Minas homenageia três inconfidentes

Restos mortais serão transferidos para o Museu da Inconfidência, para marcar a data histórica de 21 de abril

Eduardo Kattah, O Estado de S.Paulo

16 Abril 2011 | 00h00

Quase 70 anos após da inauguração do Panteão no Museu da Inconfidência, em Ouro Preto (MG), os restos mortais de três inconfidentes mineiros serão finalmente depositados no salão do imóvel histórico que desde 1942 guarda as ossadas de Alvarenga Peixoto, Tomás Antônio Gonzaga e outros 11 revoltosos. Os restos mortais dos inconfidentes foram transferidos para Ouro Preto depois que o então presidente Getúlio Vargas determinou que fossem exumados na África e repatriados, na década de 1930.

Um acordo para o traslado das ossadas firmado entre os governos brasileiro e português permitiu que os restos mortais fossem depositados sob lápides no primeiro andar da antiga Casa da Câmara e Cadeia da Vila Rica. O Panteão dos Inconfidentes foi inaugurado no dia 21 de abril de 1942, na comemoração do 150.º aniversário da decretação da sentença condenatória dos revoltosos e o enforcamento de Joaquim José da Silva Xavier, o Tiradentes.

Das 14 lápides funerárias, 13 foram ocupadas pelas ossadas e uma permaneceu vazia, dedicada aos inconfidentes cujos restos mortais não foram localizados. Porém, três ossadas resgatadas em território africano na época não foram incluídas nesse conjunto depositado no panteão.

Cerimônia. As ossadas dos três inconfidentes - de Domingos Vidal Barbosa Lage, José de Rezende Costa e João Dias da Mota - serão integradas ao panteão na próxima semana, durante a tradicional cerimônia do 21 de Abril em Ouro Preto, que este ano contará com a presença da presidente Dilma Rousseff, oradora oficial do evento. O Instituto Brasileiro de Museus (Ibram), o anúncio oficial da identificação das ossadas foi feito ontem, em Brasília.

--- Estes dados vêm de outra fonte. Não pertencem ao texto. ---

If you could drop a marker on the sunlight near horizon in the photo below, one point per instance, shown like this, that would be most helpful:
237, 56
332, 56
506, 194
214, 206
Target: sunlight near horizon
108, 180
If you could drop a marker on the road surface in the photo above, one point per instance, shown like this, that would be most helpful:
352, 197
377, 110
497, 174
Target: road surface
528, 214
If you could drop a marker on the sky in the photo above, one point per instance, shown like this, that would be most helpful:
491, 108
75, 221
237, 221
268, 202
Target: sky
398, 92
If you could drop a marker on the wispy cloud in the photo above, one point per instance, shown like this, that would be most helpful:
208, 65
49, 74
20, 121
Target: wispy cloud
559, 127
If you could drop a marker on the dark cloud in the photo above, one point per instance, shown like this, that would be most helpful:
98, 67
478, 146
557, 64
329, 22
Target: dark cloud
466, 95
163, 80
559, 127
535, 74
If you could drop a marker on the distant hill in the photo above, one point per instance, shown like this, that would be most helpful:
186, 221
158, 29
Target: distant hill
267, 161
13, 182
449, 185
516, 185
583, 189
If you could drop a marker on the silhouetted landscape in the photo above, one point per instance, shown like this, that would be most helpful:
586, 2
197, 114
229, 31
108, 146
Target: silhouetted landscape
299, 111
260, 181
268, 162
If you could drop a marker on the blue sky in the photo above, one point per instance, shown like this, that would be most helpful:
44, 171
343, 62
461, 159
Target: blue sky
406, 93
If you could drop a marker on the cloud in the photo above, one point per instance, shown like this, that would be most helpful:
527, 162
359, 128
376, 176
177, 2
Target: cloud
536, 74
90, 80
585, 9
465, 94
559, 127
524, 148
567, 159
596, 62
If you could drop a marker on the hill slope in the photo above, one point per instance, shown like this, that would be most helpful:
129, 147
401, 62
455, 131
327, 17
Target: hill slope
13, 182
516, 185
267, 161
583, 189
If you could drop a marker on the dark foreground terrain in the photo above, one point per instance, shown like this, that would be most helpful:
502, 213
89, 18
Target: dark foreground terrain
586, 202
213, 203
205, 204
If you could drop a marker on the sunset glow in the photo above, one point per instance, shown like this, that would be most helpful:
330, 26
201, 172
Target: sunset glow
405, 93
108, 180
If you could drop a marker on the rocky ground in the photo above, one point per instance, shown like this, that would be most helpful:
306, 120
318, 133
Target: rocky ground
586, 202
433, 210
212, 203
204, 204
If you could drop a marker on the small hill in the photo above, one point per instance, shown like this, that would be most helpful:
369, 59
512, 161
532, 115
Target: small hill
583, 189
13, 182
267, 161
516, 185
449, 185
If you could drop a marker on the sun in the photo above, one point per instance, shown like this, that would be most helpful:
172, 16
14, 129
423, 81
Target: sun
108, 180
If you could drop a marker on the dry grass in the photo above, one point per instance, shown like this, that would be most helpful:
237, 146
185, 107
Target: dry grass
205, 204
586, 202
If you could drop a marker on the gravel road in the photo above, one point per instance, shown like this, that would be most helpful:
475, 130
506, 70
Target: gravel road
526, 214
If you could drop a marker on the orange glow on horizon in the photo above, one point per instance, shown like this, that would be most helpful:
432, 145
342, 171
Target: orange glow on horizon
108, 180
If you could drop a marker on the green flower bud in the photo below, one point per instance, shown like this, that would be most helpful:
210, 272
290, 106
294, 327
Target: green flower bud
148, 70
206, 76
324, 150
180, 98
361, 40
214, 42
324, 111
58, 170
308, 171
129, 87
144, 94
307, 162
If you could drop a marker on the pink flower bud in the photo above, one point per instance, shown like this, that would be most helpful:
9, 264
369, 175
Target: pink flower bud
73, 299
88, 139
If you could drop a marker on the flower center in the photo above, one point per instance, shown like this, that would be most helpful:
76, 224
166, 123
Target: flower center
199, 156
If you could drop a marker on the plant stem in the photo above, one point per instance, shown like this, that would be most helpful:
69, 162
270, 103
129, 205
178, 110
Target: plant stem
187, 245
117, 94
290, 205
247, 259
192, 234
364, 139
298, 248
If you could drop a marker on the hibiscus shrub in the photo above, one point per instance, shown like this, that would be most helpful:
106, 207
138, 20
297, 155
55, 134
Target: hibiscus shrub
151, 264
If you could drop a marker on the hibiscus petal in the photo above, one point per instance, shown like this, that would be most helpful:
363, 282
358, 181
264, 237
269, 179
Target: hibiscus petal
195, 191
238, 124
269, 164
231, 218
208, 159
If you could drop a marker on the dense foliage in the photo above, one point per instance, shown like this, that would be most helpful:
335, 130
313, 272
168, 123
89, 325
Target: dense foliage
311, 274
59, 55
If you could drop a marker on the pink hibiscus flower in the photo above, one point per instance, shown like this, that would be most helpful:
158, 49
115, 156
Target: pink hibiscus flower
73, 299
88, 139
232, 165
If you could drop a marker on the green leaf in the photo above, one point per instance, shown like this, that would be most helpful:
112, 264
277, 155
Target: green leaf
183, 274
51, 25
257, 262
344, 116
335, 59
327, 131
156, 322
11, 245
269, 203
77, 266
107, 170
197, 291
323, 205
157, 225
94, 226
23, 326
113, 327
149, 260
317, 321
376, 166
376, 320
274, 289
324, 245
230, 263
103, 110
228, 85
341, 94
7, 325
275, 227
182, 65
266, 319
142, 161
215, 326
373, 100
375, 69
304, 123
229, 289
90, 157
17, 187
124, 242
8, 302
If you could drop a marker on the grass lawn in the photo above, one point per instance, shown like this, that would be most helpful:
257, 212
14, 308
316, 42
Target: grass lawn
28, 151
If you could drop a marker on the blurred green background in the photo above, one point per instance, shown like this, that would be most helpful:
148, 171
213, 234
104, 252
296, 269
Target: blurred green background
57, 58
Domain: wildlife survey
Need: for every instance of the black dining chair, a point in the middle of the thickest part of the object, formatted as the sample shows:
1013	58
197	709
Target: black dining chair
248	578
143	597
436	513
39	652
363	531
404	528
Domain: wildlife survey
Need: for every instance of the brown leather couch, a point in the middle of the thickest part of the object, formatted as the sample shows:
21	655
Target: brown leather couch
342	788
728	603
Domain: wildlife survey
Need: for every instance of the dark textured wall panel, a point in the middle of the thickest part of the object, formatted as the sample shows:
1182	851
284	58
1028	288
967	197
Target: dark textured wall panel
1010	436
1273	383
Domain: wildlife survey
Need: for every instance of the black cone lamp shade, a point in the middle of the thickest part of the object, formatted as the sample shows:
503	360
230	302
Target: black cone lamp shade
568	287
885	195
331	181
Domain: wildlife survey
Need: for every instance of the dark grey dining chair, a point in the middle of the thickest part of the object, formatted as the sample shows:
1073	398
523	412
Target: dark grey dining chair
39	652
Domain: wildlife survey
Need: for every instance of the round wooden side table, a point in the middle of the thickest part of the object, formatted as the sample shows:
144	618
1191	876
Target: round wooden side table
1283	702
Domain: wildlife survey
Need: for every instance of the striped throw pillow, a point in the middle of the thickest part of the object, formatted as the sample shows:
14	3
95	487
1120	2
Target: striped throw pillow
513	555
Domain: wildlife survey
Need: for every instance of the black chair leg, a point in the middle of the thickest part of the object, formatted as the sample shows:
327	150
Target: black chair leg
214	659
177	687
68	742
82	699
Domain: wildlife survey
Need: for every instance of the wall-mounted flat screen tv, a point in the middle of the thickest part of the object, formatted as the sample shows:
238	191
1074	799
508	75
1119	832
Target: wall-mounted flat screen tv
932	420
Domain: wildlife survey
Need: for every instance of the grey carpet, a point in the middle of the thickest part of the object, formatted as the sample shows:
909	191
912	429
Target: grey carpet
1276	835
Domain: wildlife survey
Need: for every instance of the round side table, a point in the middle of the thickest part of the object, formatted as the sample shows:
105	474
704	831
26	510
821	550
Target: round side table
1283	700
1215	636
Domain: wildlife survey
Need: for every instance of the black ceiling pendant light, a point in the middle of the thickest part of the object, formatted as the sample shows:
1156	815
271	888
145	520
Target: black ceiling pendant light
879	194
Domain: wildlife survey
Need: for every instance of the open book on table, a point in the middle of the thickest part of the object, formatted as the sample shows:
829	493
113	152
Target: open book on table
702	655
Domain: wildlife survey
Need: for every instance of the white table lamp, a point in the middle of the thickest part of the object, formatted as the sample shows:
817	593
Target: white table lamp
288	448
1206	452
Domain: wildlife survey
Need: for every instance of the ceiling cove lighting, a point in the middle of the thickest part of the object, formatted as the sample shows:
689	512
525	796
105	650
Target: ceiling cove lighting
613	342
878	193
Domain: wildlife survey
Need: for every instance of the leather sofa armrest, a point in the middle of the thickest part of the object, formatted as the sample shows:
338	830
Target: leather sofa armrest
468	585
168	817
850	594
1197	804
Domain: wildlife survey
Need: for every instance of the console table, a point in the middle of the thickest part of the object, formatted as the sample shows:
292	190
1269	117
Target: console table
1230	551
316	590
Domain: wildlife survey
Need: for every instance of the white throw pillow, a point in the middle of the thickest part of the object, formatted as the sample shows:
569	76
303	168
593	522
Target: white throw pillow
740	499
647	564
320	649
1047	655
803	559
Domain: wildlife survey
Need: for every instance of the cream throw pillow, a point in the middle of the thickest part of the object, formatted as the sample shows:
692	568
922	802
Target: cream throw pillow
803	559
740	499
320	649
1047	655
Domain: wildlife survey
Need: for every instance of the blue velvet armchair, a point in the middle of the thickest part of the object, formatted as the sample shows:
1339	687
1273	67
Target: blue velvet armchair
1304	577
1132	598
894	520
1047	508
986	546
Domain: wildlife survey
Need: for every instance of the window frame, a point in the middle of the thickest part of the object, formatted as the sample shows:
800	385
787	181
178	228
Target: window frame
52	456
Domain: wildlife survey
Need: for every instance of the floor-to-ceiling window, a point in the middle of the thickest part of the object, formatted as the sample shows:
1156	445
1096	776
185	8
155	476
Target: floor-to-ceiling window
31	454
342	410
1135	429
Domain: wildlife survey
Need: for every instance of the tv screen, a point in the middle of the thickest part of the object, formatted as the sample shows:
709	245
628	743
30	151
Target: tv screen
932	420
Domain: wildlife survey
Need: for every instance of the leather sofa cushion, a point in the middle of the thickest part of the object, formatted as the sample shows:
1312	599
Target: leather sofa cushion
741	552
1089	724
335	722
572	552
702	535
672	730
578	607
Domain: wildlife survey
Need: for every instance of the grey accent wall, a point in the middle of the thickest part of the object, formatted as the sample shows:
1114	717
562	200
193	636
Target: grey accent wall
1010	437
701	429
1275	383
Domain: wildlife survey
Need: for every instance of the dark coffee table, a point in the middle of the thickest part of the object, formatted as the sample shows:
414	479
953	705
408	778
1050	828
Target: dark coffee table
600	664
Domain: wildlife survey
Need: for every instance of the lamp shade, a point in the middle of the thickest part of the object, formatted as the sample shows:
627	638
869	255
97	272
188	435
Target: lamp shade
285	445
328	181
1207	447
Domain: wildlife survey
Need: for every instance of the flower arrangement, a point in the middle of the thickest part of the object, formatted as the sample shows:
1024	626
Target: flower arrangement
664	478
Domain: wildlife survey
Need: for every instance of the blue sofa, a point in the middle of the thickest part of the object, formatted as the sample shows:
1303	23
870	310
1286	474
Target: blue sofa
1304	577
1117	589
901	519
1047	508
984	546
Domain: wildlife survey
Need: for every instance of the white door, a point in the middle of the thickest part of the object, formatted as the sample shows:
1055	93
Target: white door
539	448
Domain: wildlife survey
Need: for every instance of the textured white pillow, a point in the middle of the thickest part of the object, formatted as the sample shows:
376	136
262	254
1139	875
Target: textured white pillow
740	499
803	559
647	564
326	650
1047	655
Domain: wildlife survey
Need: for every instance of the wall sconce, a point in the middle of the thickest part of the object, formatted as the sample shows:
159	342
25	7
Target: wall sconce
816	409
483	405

Peregrinação. Depois de uma peregrinação por instituições públicas, os restos mortais foram encaminhados em 1994 para a unidade da Universidade Estadual de Campinas (Unicamp), em Piracicaba, onde permaneceram os últimos 17 anos e foram submetidos a um processo de identificação - obtida a partir de estudos que utilizaram modernas tecnologias na área da medicina e odontologia legal.

O trabalho ficou a cargo do professor e médico Eduardo Daruge.

O prefeito de Ouro Preto, Ângelo Oswaldo, lembra que as três ossadas chegaram ao Brasil "misturadas", ficaram armazenadas no Ministério da Cultura e depois foram levadas para o Itamaraty. "Eles ficaram durante anos dentro de uma urna, nos arquivos do Itamaraty, no Rio de Janeiro", destacou o prefeito, que também chefiava o Executivo municipal em 1994, quando o material foi remetido para a Unicamp.

De acordo com Oswaldo, o estudo na universidade incluiu a reconstituição facial de pelo menos um dos inconfidentes.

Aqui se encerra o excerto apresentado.